There is even more variability of response
likely to result from listening to another Navona release, this one a two-CD
set of pieces by 10 contemporary composers. Here the instruments are
conventional – violin, cello and piano – but the composers’ use of them differs
considerably from work to work. This means that few listeners are likely to
find everything in the release congenial, although many people who enjoy
contemporary chamber music will discover at least a work or two here that they
would like to hear again and again. Woman
A/Part by Diane Jones, intended to reflect a series of photographs, is an
ostinato/crescendo mixture. Somewhere
between D and C# by Beth Mehocic tries to translate a poem by the composer
into a sort of tone poem. Habanera by
David Nisbet Stewart is a short interpretation of habanera rhythm. The
three-movement Lines, Hockets, and Riffs
by Sidney Bailin mainly has the three instruments pursuing their own lines and
only occasionally forming an ensemble, “hockets” being melodic phrases split
between instruments. Ocean Air by L.
Peter Deutsch, the last work on the first CD, seeks to portray “Afternoon,”

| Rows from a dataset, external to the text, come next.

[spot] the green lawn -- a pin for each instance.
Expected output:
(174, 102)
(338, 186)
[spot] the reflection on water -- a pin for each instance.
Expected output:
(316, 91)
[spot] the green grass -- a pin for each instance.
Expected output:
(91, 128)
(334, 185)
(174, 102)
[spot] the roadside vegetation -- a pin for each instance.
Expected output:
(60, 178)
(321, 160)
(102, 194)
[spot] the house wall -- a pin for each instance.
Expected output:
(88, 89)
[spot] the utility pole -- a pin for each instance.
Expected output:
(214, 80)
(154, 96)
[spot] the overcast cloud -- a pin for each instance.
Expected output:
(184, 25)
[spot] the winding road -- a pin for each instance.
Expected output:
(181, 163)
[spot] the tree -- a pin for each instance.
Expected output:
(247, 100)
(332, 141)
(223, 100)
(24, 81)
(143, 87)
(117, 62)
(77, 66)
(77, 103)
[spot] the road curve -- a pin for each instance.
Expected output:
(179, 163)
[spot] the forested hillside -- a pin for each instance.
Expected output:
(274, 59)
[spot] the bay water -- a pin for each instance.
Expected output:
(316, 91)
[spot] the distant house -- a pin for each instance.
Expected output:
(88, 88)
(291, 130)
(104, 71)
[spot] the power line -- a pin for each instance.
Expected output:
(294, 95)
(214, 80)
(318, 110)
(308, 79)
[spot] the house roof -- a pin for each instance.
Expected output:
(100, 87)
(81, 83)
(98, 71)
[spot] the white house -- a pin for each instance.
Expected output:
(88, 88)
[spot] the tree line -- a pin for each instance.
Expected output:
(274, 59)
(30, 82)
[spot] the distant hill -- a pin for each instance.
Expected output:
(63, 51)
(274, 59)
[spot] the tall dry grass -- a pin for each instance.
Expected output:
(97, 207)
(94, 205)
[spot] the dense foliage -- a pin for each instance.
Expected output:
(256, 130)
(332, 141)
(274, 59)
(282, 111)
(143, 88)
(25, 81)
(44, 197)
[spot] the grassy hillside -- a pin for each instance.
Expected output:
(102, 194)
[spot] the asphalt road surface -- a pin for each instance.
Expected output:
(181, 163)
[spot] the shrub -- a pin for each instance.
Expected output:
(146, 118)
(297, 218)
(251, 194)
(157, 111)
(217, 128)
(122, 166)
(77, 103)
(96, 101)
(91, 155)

“Evening” and “Morning” during an ocean voyage, using contemporary musical
language rather than Impressionism. On the second CD, Ondine by Giovanni Piacentini is not about the water nymph per se but instead is intended to
represent a photo of a sculpture of Ondine, using a combination of shimmering
and dissonant sounds. Nightfall by
Adrienne Albert is dark and rather dour in effect. Palette No. 1 by Clive Muncaster is an episodic exploration of
contrasting sonorities. Solo la Sombra
by Joanne D. Carey is a song transcription with contrasting moods. And Imagined/Remembered by Bruce Babcock,
with three traditionally labeled movements (“Allegro,” “Lento,” “Presto”), uses
the cello particularly effectively both in establishing melodic lines and in
prompting, in the finale, material of considerable virtuosity. There is really
very little in common among the works here. The two CDs are in effect a sampler
of contemporary piano-trio music and are therefore discs that will be of
interest mostly to listeners who would like to experience variegated 21st-century
material whose basic sonic composition is its primary attraction.